The meniscus is also believed to play an important role in shock absorption and load distribution. When the meniscus is damaged, torn, or thin, pressure within the knee may rise. This is not exactly going to help with the stress on cartilage and only adds to pain.
Mechanical load is another key factor. Various factors can impact how much load the knee sustains, including body weight, leg positioning, walking pattern, muscle strength in areas such as the pelvis, trunk, and leg muscles, hip joint stability, and level of activity. If the mechanical load is high, treatment may be ineffective.
Pain Signaling in Knee Osteoarthritis
Knee osteoarthritis pain does not always correlate with X-ray or MRI findings. In some cases, patients will have only mild imaging changes yet terrible pain, while others may be severely degenerated but have far less symptomatology.
One reason is pain signaling. Certain factors seem to dictate how much of this pain the patient is aware of: inflammation, tissue irritation, synovial stress, ligament strain, muscle tension, and nerve sensitivity. This means that a target for effective knee osteoarthritis care would not be limited to structure, but would also include inflammation and pain sensitivity.
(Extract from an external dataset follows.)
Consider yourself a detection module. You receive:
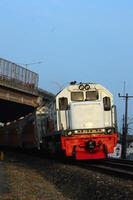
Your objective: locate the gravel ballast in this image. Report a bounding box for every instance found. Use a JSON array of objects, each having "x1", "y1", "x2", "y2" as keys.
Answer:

UC-MSCs and Joint Microenvironment Support
In the field of regenerative medicine, studies on umbilical cord-derived mesenchymal stem cells (UC-MSCs) have received much attention due to their favorable properties and potential as therapeutic agents: they are multipotent and can release biological signals. They can be growth factors, cytokines, extracellular vesicles, and other signaling molecules.
For knee osteoarthritis, it is wrong to describe UC-MSCs as a “step and repeat process” that “regrows new cartilage.” A more plausible explanation of the aforementioned is that UC-MSCs might maintain the microenvironment around the joint and inflammation balance by modulating cellular signaling.
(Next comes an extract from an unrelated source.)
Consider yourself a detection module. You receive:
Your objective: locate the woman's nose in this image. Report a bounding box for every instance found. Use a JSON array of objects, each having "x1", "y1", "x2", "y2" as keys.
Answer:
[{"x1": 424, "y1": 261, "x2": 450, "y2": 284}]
In selected patients, these would seem to play a role in assisting with tissue crosstalk, dampening inflammation and stress responses, and tilting the balance back toward homeostasis within the joint.
What Patients Need to Know Before Getting UC-MSCs
Patients should be wary — UC-MSCs are not a panacea, and their role in cartilage regeneration should not be marketed as an absolute. Outcomes may be contingent on stage of arthritis, body weight, leg alignment, meniscus status, degree of inflammation, muscle strength or conditioning, or other comorbidities.
A good plan should include a medical checkup, imaging, movement assessment, load management, and strengthening and rehab when necessary.
Conclusion
Knee osteoarthritis and UC-MSCs in a whole-joint perspective: Osteoarthritis of the knee is more than loss of cartilage. In addition, synovial inflammation, joint fluid, subchondral bone, meniscus, pain signaling, and mechanical load also play a role.
For certain patient populations, UC-MSCs may play an additional role in a medically framed supportive care plan to maintain the joint microenvironment and balance spinal and systemic inflammation, while emphasizing comfort, mobility, and realistic expectations.